No matter what route you choose to communicate with your customers, do it consistently!
If someone signs up for your newsletter, they expect to get emails. If they don’t get any, then suddenly 6 months later they get one, they won’t remember who you are anymore and are much more likely to unsubscribe than re-engage. (Unless of course you have a good email marketing strategy!)
Choose the platform that best fits your brand and the ways your ideal customers prefer to be communicated with. Just make sure it’s something you and your company can maintain. People who follow brands and people very often come to expect something from them.
Hint: Email is always an important platform.
BONUS: Be Personable
Assuming you want to gain the ideal customers via your company and not your personal brand, you’ll want to develop and identify the brand voice.

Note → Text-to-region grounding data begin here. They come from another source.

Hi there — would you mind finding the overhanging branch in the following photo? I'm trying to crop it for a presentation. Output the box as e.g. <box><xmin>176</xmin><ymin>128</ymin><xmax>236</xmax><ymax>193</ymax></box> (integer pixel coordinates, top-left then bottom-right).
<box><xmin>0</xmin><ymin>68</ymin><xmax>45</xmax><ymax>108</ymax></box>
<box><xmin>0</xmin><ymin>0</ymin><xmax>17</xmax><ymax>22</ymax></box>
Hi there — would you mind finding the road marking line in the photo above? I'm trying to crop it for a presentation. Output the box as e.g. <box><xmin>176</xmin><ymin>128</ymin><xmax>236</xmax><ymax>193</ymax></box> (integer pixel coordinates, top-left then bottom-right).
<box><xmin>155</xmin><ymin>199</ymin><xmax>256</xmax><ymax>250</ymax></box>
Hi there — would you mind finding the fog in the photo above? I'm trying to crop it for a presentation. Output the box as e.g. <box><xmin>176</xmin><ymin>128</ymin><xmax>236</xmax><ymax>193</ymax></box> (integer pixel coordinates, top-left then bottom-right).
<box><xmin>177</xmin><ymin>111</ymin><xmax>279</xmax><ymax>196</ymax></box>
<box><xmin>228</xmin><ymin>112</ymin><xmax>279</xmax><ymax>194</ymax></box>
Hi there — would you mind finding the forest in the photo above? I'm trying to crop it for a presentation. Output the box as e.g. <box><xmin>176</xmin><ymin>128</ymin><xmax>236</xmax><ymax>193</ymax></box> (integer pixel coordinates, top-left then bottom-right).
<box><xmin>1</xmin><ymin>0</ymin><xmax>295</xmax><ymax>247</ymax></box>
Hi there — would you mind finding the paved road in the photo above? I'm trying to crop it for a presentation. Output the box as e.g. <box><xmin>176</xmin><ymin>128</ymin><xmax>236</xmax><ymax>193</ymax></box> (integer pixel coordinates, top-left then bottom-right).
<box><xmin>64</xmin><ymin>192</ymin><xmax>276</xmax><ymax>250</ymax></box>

Just like your customer can have an avatar, so can your company.
Whatever brand voice you choose to use, make sure it resonates with the people you want to reach and connect with. If you’re projecting a harsh, don’t give a f*** attitude but you run a psychology business, that may not be the right voice!
I say ‘may not’ for a reason because every business, goal, and audience is different. Do what is the right fit for you and your customers.
The Final Word
No matter who your target audience is, if you haven’t defined your company, what its purpose is, ‘who’ it is, and what it helps people with then no one else will know either. So yes there is a catch, you have to know who/what you and your company are before your customer will trust and buy from you.